Nos atemorizan las cosas malas del presente, y por ello recurrimos a poder adivinar el futuro. Unos lo quieren conocer por horóscopos o tarots y otras formas de esoterismo. A veces ese futuro incierto nos atemoriza y nos hace reflexionar con el qué pasará luego. Somos muchos los que acudimos a esta forma de saber el futuro porque no creemos saber otra forma más certera.
Un ejemplo muy claro es el de la economía de este país, que se ha visto envuelto por la crisis que estamos viviendo. Pensamos que si esto lo hubiésemos sabido antes hubiéramos podido cambiar alguna cosa. Para un inversor de bolsa, hace unos años, era un chollo invertir en bolsa, y parecía que todo seguiría subiendo; ahora este inversor ha perdido todo el dinero que ha invertido en la bolsa y posiblemente esté arruinado. Entonces propongo lo siguiente: ¿y si hubiese sabido que la bolsa caería en un futuro, qué hubiera pasado? Pues lo más seguro es que lo que hubiera pasado es que ahora tal vez no estaríamos en crisis, entonces, ¿porqué seria falso lo que nos ha avanzado el futuro? A esta pregunta podemos responder que claro, sabias lo que en un futuro pasaría, y por eso cambiaste de mentalidad o cambió su acción y por tanto cambió el futuro.
Otro caso sería el del incidente sucedido el viernes antes de vacaciones de semana santa, porque recibí un golpe en la cara, pero si hubiera sabido antes que me lo iba a dar, entonces probablemente lo hubiera esquivado de alguna manera o habría hecho algo para impedirlo. Y si esto sucediera, lo que habría visto en el futuro sería una falacia, porque no hubiera pasado.

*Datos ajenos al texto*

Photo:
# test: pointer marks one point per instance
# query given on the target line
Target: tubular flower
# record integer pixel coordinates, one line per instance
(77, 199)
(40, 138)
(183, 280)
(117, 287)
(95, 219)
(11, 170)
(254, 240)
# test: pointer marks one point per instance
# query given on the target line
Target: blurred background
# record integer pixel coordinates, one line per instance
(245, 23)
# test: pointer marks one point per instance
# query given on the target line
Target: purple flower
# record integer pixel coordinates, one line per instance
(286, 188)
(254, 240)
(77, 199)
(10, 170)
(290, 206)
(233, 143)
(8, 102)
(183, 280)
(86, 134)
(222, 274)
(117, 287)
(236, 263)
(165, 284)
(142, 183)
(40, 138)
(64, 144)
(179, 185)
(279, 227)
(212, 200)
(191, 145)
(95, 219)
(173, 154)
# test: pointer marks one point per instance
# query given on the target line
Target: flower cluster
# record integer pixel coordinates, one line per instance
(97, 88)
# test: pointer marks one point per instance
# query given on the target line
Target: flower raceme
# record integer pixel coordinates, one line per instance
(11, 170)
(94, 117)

Por tanto, aun sabiendo el futuro, sabríamos también que no pasaría, porque cambiaríamos de mentalidad y actuaríamos diferente. Por esto mismo, podemos negar la existencia de un esoterismo o de un futuro revelado, ya que esto sería falacia. Pero también podemos pensar que lo que intentábamos hacer era cambiar el futuro, una vez visto el futuro, lo cambio. Entonces el futuro una vez cambiado, cambiará y será diferente de cómo era antes. Por tanto no hay forma de saber el futuro.
Y luego encontramos en el tiempo a Dios, que muchos creen que es una pérdida de tiempo. Quizás porque ven como sus plegarias o sus intenciones no se cumplen y culpan a Dios. También puede ser eso lo que hace que cada vez más gente haya perdido la fe en Dios.

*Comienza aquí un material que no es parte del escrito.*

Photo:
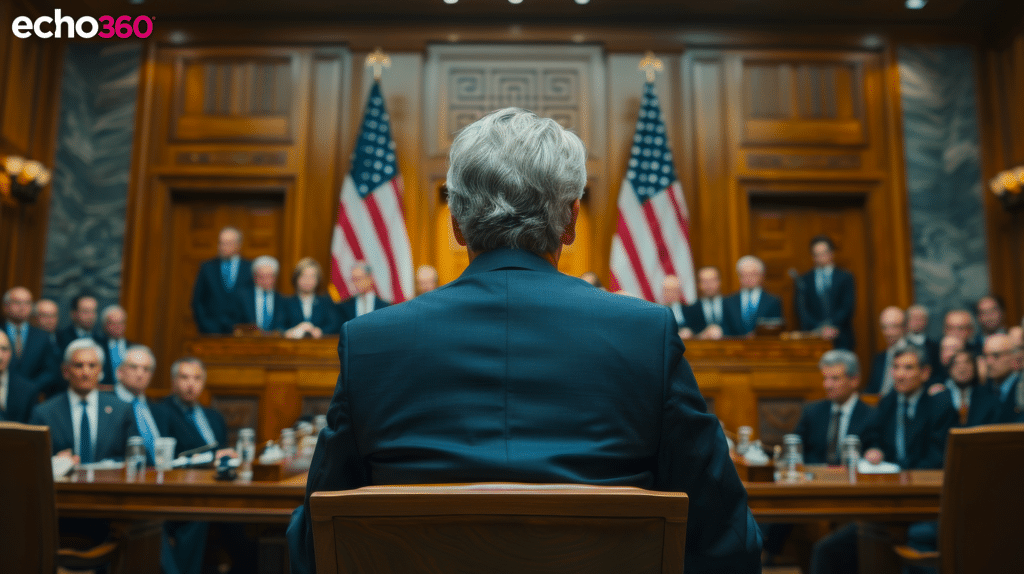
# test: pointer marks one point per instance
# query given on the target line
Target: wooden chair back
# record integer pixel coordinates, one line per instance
(499, 528)
(28, 511)
(983, 500)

Desde luego que no podemos culpar a Dios de nuestras acciones pasadas, presentes o futuras. Y por eso hay que confiar en Dios, y ofrecerle en todo momento nuestras acciones buenas y pedir perdón por las malas. Tampoco la fe es demostrable, porque si lo fuera no seríamos nosotros los que decidimos tener fe y creer, sino que sería algo que está ahí como por ejemplo una ley.
Por ejemplo la ley de gravitación universal, esos 9,8 m/s, nosotros sabemos que esto es así porque está dentro de una ciencia y no hay vuelta de hoja, es decir, es eso sí o sí. En cambio si ponemos este ejemplo en la fe, todos seguiríamos a Dios por el hecho de que está demostrado, no seríamos nosotros los que decidimos creer en Dios. Y por eso, somos libres para elegir nuestra fe y nuestras creencias.